# Storing scavenged food



## Sybil6 (Jan 28, 2013)

Is it foolish to hoard the herbs and things I find day to day in the woods just as I hike? Or should I focus on storing things I can't find in the wild?


----------



## rjdpj (Dec 14, 2012)

You should focus on storing things you can't find in the wild once you get enough of the herbs and stuff stored  !


----------



## jsriley5 (Sep 22, 2012)

if it stores well and doesn't degrade I see no harm in storing some incase you for whatever reason are prevented from getting too it by situations or injury. But if you don't have stuff to go with them probably not too worth it. kinda need a balance approach.


----------



## Sybil6 (Jan 28, 2013)

jsriley5 said:


> if it stores well and doesn't degrade I see no harm in storing some incase you for whatever reason are prevented from getting too it by situations or injury. But if you don't have stuff to go with them probably not too worth it. kinda need a balance approach.

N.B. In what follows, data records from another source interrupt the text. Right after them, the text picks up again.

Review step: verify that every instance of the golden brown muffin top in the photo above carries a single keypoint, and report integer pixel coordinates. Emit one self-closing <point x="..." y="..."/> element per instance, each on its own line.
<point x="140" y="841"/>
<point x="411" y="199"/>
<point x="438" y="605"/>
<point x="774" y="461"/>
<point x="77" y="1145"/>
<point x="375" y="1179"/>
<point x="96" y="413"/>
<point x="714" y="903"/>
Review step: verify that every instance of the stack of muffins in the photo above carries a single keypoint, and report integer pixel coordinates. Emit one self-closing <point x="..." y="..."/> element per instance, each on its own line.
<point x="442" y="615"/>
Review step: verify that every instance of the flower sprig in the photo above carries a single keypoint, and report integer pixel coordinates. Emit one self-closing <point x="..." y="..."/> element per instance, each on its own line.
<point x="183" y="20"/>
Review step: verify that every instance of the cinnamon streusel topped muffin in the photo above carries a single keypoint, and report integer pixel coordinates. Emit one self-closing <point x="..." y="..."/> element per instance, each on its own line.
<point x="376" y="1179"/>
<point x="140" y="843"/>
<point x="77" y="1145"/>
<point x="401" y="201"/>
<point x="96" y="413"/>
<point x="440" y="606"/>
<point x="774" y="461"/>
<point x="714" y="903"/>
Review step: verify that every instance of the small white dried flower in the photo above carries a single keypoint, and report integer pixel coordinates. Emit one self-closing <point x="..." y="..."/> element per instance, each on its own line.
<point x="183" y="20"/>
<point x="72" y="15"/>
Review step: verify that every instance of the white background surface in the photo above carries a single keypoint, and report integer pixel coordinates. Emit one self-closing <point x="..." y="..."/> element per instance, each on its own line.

The herbs are easily identified, but I guess I was a little worried on what switching back and forth between natural and processed foods would do to our health. Ya know?


----------



## kyredneck (Aug 12, 2012)

By all means do what suits your fancy, carry them home, research them, dry them, bag them, nibble on them, cook with them, anything that gets you more acquainted with the plants. Natural whole foods added to the processed supermarket junk most us eat can only help in the long run.

What herbs are you finding now? ...just wonderin....


----------



## rjdpj (Dec 14, 2012)

kyredneck said:


> What herbs are you finding now? ...just wonderin....


She gets a lot of stuff ! She is much better at gathering than me ,


----------



## UncleJoe (Jan 11, 2009)

rjdpj said:


> She gets a lot of stuff ! She is much better at gathering than me ,


It' quite apparent she is familiar with the language. Please let her speak for herself.


----------



## Grimm (Sep 5, 2012)

rjdpj said:


> i know exactly what she preps so just saying , i have a ****ing list of all her shit sooo .


Bu-bye!

God! And I thought the other newbie was a twit. Not you, Sybil.


----------



## Startingout-Blair (Aug 28, 2012)

Grimm said:


> Bu-bye!
> 
> God! And I thought the other newbie was a twit. Not you, Sybil.


What was with this person getting all worked up and swearing? I thought everyone seemed to be treating them well. I take it they were booted?


----------



## Grimm (Sep 5, 2012)

Startingout-Blair said:


> What was with this person getting all worked up and swearing? I thought everyone seemed to be treating them well. I take it they were booted?


They were booted for posting about masturbation after SHTF.


----------



## goshengirl (Dec 18, 2010)

Well, alrighty then, that does scream immaturity. You know, we have a number of mature teenagers on this board. Those guys would have been better off lurking and observing first. 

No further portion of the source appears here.